She has been surprised at “how hard it has been working with my own government to bring my husband home.”
Over the past 15 months, Naghmeh Abedini said she has been surprised at “how much I can endure through my relationship with Christ and my belief as a Christian.”
Just over a year ago, she told CNA, “I didn't believe that I could stand so much.”
Since September 2012, Naghmeh has been advocating the release of her husband. She has been surprised at “how hard it has been working with my own government to bring my husband home.”
“I didn't think it would be such a push – I thought it would be a more proactive movement on their part,” she said.
Naghmeh Abedini testified at a Dec. 12 joint hearing before two congressional subcommittees regarding the plight of her husband, Saeed, who is currently serving an eight-year sentence in Iran’s notorious Rajai Shahr Prison.
Saeed Abedini was born and raised as a Muslim in Iran. He converted to Christianity in 2000, and became an American citizen in 2010 following his marriage to Naghmeh, who is also an American citizen. The couple has two children, ages 5 and 7, and lives in Idaho.
After his conversion to Christianity, Saeed Abedini began working with house churches in Iran. Although his work was technically legal, it drew complaints from the government, and he agreed to shift his work towards non-religious humanitarian efforts.
However, in September 2012, he was arrested on charges of threatening national security for his earlier work with the churches.
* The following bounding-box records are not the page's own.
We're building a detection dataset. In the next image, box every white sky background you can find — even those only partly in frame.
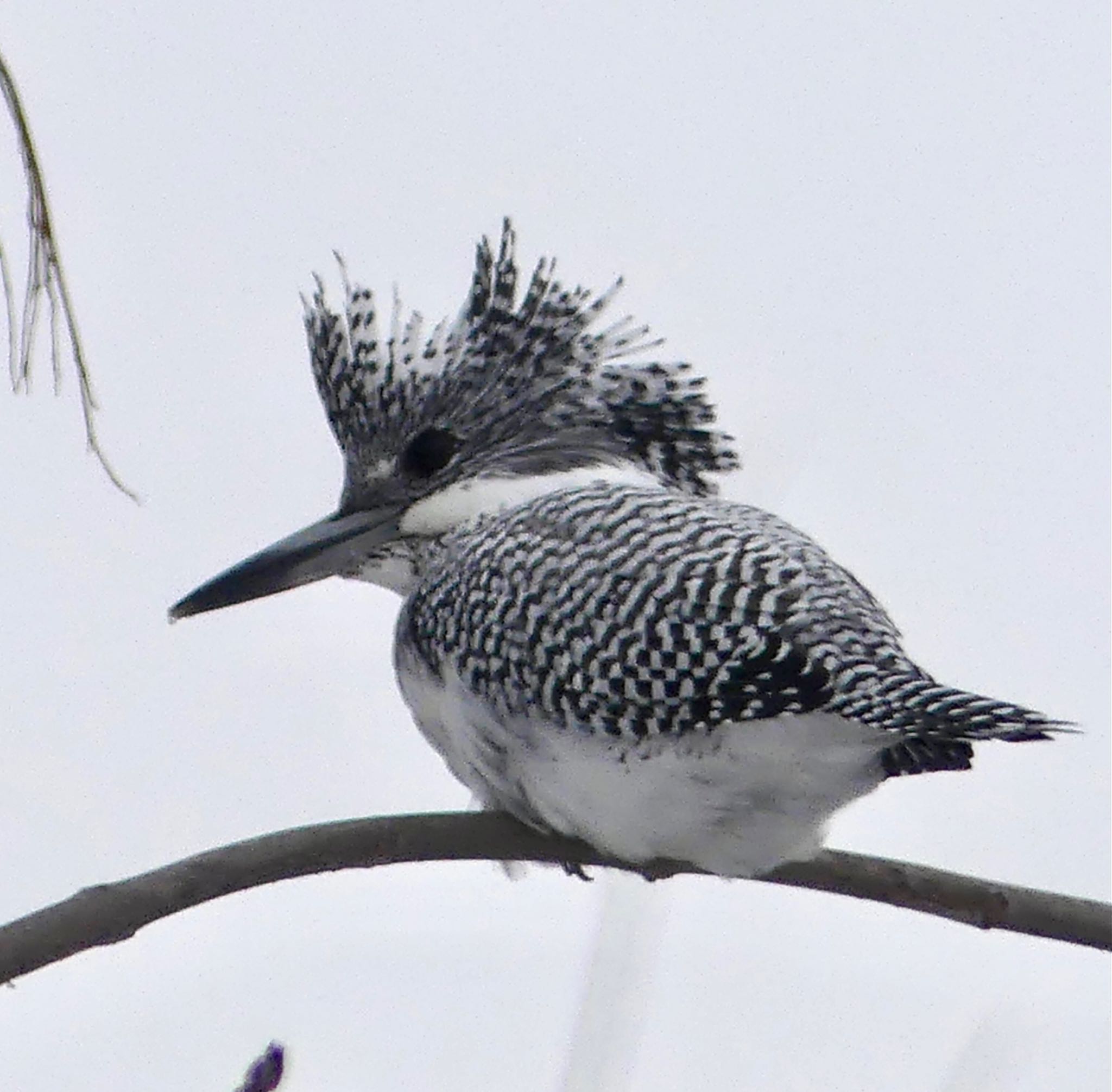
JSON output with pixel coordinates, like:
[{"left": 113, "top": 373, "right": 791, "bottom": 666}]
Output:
[{"left": 0, "top": 0, "right": 1109, "bottom": 1092}]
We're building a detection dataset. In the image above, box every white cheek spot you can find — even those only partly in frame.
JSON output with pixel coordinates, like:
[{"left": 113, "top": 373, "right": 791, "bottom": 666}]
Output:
[{"left": 400, "top": 464, "right": 661, "bottom": 535}]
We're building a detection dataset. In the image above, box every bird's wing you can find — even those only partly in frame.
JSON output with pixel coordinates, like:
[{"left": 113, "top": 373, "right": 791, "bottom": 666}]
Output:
[{"left": 405, "top": 485, "right": 1058, "bottom": 773}]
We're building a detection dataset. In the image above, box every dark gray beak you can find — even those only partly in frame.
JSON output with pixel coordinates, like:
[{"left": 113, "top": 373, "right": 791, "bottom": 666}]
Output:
[{"left": 170, "top": 506, "right": 400, "bottom": 622}]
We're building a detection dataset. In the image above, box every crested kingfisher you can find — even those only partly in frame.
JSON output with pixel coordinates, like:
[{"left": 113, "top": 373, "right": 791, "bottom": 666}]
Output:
[{"left": 170, "top": 220, "right": 1063, "bottom": 876}]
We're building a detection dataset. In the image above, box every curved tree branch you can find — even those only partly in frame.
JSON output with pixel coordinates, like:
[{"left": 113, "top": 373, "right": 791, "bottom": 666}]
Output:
[{"left": 0, "top": 812, "right": 1112, "bottom": 982}]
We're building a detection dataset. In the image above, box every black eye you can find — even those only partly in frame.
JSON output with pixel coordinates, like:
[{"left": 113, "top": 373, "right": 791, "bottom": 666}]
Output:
[{"left": 399, "top": 428, "right": 459, "bottom": 478}]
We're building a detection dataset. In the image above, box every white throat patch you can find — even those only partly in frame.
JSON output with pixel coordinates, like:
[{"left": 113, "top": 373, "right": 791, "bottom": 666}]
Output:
[{"left": 400, "top": 464, "right": 663, "bottom": 536}]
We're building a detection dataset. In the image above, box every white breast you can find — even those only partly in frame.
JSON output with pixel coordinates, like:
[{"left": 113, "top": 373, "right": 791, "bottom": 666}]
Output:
[{"left": 397, "top": 653, "right": 889, "bottom": 876}]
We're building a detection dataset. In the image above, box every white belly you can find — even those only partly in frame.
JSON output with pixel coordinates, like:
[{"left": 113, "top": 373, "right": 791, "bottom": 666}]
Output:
[{"left": 398, "top": 657, "right": 890, "bottom": 876}]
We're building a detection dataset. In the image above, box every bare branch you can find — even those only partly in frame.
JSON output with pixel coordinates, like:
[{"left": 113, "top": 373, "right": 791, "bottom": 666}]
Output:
[
  {"left": 0, "top": 812, "right": 1112, "bottom": 982},
  {"left": 0, "top": 48, "right": 138, "bottom": 501}
]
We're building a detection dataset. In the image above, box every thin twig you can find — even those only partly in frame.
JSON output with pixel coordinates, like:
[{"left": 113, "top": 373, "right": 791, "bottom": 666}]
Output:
[
  {"left": 0, "top": 47, "right": 139, "bottom": 501},
  {"left": 0, "top": 813, "right": 1112, "bottom": 982}
]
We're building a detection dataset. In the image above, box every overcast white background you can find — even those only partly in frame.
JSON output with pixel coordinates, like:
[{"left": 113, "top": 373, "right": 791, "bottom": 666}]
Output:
[{"left": 0, "top": 0, "right": 1109, "bottom": 1092}]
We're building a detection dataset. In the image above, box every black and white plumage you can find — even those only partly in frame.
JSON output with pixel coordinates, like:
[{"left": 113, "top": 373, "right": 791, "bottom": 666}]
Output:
[{"left": 171, "top": 223, "right": 1060, "bottom": 875}]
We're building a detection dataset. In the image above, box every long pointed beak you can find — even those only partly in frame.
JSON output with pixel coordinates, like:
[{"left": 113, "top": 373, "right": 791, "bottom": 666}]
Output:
[{"left": 170, "top": 506, "right": 399, "bottom": 622}]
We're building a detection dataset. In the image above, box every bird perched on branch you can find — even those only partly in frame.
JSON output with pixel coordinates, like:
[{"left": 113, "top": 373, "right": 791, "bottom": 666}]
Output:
[{"left": 170, "top": 222, "right": 1061, "bottom": 876}]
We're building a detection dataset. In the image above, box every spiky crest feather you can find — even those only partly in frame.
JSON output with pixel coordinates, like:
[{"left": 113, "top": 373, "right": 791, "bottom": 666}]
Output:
[{"left": 305, "top": 219, "right": 737, "bottom": 494}]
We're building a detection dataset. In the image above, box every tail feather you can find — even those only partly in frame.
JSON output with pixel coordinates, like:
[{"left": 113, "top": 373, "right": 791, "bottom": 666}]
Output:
[{"left": 846, "top": 676, "right": 1075, "bottom": 777}]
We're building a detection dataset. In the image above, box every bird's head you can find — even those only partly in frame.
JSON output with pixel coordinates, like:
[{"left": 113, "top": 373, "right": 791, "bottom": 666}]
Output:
[{"left": 170, "top": 220, "right": 736, "bottom": 618}]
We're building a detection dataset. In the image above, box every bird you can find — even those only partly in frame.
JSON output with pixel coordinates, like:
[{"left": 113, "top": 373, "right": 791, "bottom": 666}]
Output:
[{"left": 170, "top": 219, "right": 1067, "bottom": 878}]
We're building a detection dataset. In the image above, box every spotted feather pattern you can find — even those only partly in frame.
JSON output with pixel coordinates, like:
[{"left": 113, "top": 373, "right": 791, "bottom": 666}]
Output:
[
  {"left": 399, "top": 484, "right": 1053, "bottom": 774},
  {"left": 305, "top": 220, "right": 737, "bottom": 494}
]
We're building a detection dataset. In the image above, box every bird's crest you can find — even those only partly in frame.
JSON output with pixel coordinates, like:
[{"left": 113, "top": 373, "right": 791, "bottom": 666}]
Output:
[{"left": 305, "top": 219, "right": 737, "bottom": 494}]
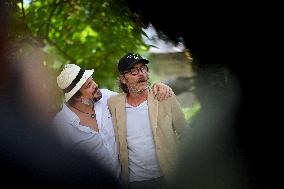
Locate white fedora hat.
[57,64,94,102]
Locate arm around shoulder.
[169,95,186,135]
Some human rights advocacy groups have argued that the pastor’s Christian faith is the real reason for his imprisonment.
Congressman Chris Smith (R-N.J), who chairs a House subcommittee on global human rights, was a co-sponsor of the Dec. 12 hearing.
He explained that the Iranian government had promised Pastor Abedini in 2009 that “he could enter and exit the country for humanitarian aid work if he agreed to cease pastoring house churches.” But despite complying with the government’s request, the pastor was arrested three years later during a visit to help build an orphanage in Iran.
“He was denied contact with his attorney until just before the trial,” Smith said, adding that the “sham” trial was not public and that Pastor Abedini was “barred from participating in key portions of the trial.”
Naghmeh Abedini said that the agony of being separated from her husband and constantly unsure of his well-being has been compounded by the fact that she has had to “battle my own government” to make the matter a priority.